List of Resource Types

Creators: Rebecca Guenther
Date Issued: 1999-08-05
Latest Version: https://dublincore.org/specifications/dublin-core/resource-typelist/
Release History: https://dublincore.org/specifications/dublin-core/resource-typelist/release_history/
Description: Type is used to categorize the nature or genre of the content of the resource. Recommended best practice is to select a value from an enumerated list, and to identify the list being used with the scheme qualification. The content of SCHEME should be a URI of the controlled list. It may be repeated as necessary to include different categories. The following is offered as the Dublin Core default list of resource types.

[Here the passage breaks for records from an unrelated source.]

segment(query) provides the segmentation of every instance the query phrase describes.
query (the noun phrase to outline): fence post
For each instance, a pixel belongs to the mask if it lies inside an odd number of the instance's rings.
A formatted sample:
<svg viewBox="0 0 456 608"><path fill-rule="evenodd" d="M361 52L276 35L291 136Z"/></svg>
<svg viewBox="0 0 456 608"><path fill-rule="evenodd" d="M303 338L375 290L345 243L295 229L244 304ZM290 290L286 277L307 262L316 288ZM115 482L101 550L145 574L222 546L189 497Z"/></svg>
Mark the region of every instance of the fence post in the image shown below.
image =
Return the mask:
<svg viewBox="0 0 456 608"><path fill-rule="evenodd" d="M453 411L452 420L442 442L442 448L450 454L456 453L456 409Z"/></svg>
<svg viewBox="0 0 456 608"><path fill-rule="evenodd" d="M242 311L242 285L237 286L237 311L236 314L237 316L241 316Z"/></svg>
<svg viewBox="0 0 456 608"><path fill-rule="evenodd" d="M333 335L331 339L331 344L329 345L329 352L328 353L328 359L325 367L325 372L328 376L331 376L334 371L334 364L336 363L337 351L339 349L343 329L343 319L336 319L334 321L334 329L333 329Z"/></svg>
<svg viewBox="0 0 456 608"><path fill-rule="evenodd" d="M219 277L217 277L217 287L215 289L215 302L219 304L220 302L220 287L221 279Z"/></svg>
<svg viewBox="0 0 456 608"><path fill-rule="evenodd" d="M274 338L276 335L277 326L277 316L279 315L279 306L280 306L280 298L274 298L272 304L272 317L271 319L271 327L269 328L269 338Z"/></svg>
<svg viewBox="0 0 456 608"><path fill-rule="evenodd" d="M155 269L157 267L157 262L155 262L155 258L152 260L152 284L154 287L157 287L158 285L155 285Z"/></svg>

The main changes in this version of the list of Resource Types are:

  • addition of model with definition
  • addition of party with definition
  • addition of place with definition
  • revision of definitions for: collection, physical object, service, sound
  • revision to "future work"

Proposed List of Resource Types:

Type is used to categorize the nature or genre of the content of the resource. Recommended best practice is to select a value from a controlled vocabulary. For qualified Dublin Core, the list may be identified using the scheme qualification. Resource Type may be repeated as necessary to include different categories. The following list (referred to as DCT1) is offered as the Dublin Core™ default list of resource types.

  • collection
  • dataset
  • event
  • image
  • interactive resource
  • model
  • party
  • physical object
  • place
  • service
  • software
  • sound
  • text

These can be defined and used as follows:

collection

an aggregation of items. The term collection means that the resource is described as a group; its parts may be separately described and navigated.

dataset

structured information encoded in lists, tables, databases, etc., which will normally be in a format available for direct machine processing. For example - spreadsheets, databases, GIS data, midi data. Note that unstructured numbers and words will normally be considered to be type text.

event

a non-persistent, time-based occurence. Metadata for an event provides descriptive information that is the basis for discovery of the purpose, location, duration, responsible agents, and links to related events and resources. The resource of type event may not be retrievable if the described instantiation has expired or is yet to occur. Examples - exhibition, web-cast, conference, workshop, open-day, performance, battle, trial, wedding, tea-party, conflagration.

image

the content is primarily symbolic visual representation other than text. For example - images and photographs of physical objects, paintings, prints, drawings, other images and graphics, animations and moving pictures, film, diagrams, maps, musical notation. Note that image may include both electronic and physical representations.

interactive resource

a resource which requires interaction from the user to be understood, executed, or experienced. For example - forms on web pages, applets, multimedia learning objects, chat services, virtual reality.

model

an abstraction of the real thing, i.e. some generalisation and interpretation. Models could be considered a symbolic representation. Examples include performance models, cost models, mechanical models, etc.

party

a person, organization, cultural group, or institution.

physical object

a non-human object or substance. For example - a computer, the great pyramid, a sculpture, wheat. Note that digital representations of, or surrogates for, these things should use image, text or one of the other types.

place

a geographic area.

service

a system that provides one or more functions of value to the end-user. Examples include: a photocopying service, a banking service, an authentication service, interlibrary loans, a Z39.50 or Web server.

software

a computer program in source or compiled form which may be available for installation non-transiently on another machine. For software which exists only to create an interactive environment, use interactive instead.

sound

a resource whose content is primarily audio or intended to be realized in audio. For example - music, speech, recorded sounds. This category includes musical notation, including score, which is unrealized in sound.

text

a resource whose content is primarily words for reading. For example - books, letters, dissertations, poems, newspapers, articles, archives of mailing lists. Note that facsimiles or images of texts are still of the genre text.

Future Work

Future work on qualified Dublin Core™ will consider the addition of subtypes to the above high level types and/or the use of other SCHEMEs for more detailed lists of values.